Sanders believes that creatives, executives and corporate structures need to be more aware of what consumers can handle.

The Grammy Awards had not wanted Ricky Martin to perform in 1999, since he was Latin and unknown, but after the surprise success of his performance, mainstream music took a particular path.

Starting in the late ‘90s, a few years too early for streaming, music executives sought repeatedly for new Latin stars. The goal was to channel preexisting pop mainstays, but incorporate aspects of Latin music.

“We can’t divorce what was going on in pop music and the music industry at the time from what was going on in the world,” said Gutierrez. “There was a lot of conversation at the time about the Latino-ization of the U.S., that this was a growing population.”

Sanders believes a shifted focus towards Latin artists in the mainstream, at the time, was an attempt to advertise to primarily Western audiences, and meant to capitalize off Latin music’s increasing worldwide attention. 

A matter of timing

Gutierrez shared her belief that it all came down to timing, and that as the Western world was adjusting to an influx of Latino populations, the music industry was attempting to do the same. 

“You had a lot in politics… in California, there were various bills going through that were reactions to a growing population of Latinos,” said Gutierrez. 

“You have this growing power… a population you can market to, but it’s also coming at the end of what the music industry was like at that time. There were massive conglomerates taking over, but it was also right before everything went digital,” she continued

The switch to digital derailed the growing mainstream attempt at a Latin explosion, just as digital options would continue to derail and alter the norm of media consumption for years to come. 

Gutierrez, an assistant producer on It’s Been a Minute with Sam Sanders, believes the attempted Latin explosion came off as opportunistic, especially in hindsight. 

A high school student at the time “Livin’ La Vida Loca” was released, Gutierrez perceived the Latin explosion as embarrassing, and a forced media blitz.

“Even that phrase ‘Latin explosion.’ I couldn’t shake the feeling of being marketed to,” said Gutierrez in the episode. “Like someone had captured lightning in a bottle, but that bottle was market-tested and focus-grouped to death. And I wondered: who is this for?”

Gutierrez says it was difficult to unpack the negative feelings she had for the Latin explosion, and cited the moment as an indicator of “waning importance” of the crossover.

She related this to an occurrence in Latino communities and families, a feeling of having to make yourself palatable to white, Anglo, English-speaking audiences.

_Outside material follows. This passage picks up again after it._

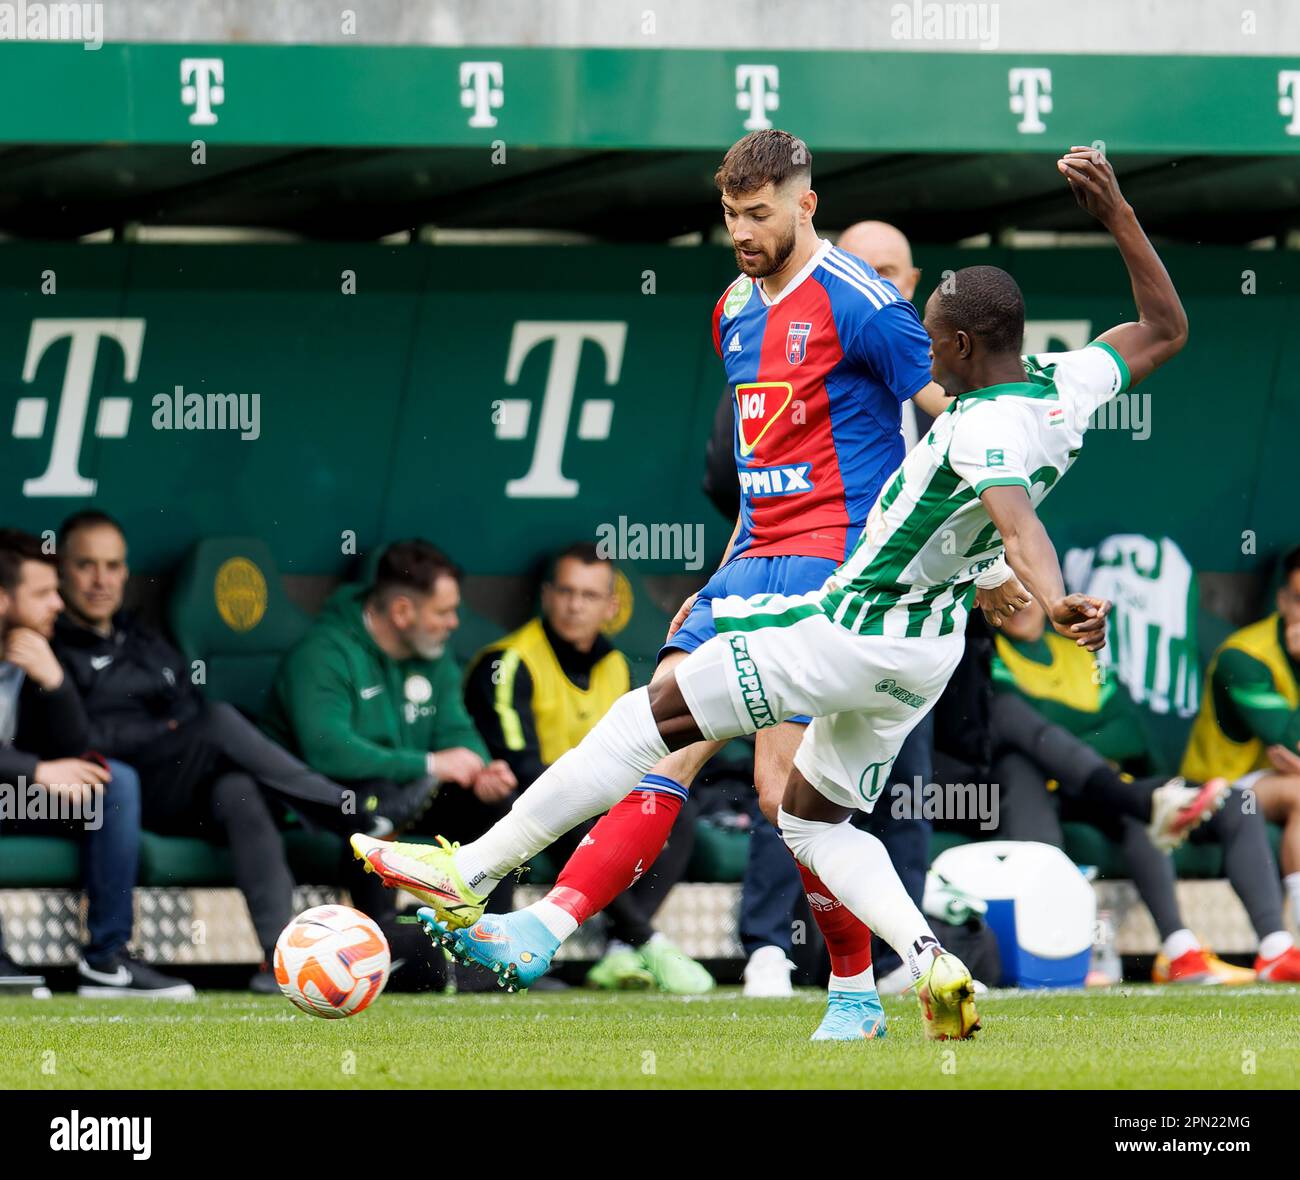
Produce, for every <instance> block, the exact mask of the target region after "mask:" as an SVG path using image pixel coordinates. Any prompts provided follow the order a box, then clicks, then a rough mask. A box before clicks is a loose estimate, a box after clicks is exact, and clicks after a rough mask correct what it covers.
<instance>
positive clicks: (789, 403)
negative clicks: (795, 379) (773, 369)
mask: <svg viewBox="0 0 1300 1180" xmlns="http://www.w3.org/2000/svg"><path fill="white" fill-rule="evenodd" d="M793 398H794V386H793V385H790V383H789V382H788V381H748V382H741V383H740V385H737V386H736V430H737V431H738V434H740V452H741V455H744V456H745V457H746V459H748V457H749V456H750V455H753V454H754V448H755V447H757V446H758V444H759V443H761V442H762V441H763V435H764V434H767V431H768V430H771V429H772V424H774V422H775V421H776V420H777V418H779V417H780V416H781V415H783V413H785V407H787V405H789V404H790V402H792V400H793Z"/></svg>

“That is something people experience in their own lives and their own homes,” said Gutierrez.

Meeting the ‘bottom line’

The Latin explosion was influenced by mainstream music’s “bottom line”: a focus on maximizing consumer interest in a product, but radio gatekeeping, and designated power bestowed upon record labels, has since disappeared.

“When you think of ‘bottom line,’ the bottom line is just bigger [today], and no one’s in charge of it anymore,” said Sanders. “The bottom line is just all of the levers and mechanisms used to control access… they are going away.”

One major contributor to the Latin explosion’s underlying flaws is that Latino people come from varied backgrounds, have different experiences and different wants and needs.

“All I need is my smartphone to find whatever I need, whatever I want… I don’t need any executive to tell me what I want,” said Sanders.

Today, Latin populations do not need record executives attempting to pinpoint what interests them. It’s all out in the open, and available to anyone with internet access.

Regardless of the Latin explosion’s attempts, Latin populations have no need to question what they listen to. Instead, like many people, these populations are confident in the culture and media they enjoy, and the culture has been growing since.

The Latin explosion episode of It’s Been a Minute with Sam Sanders is available now.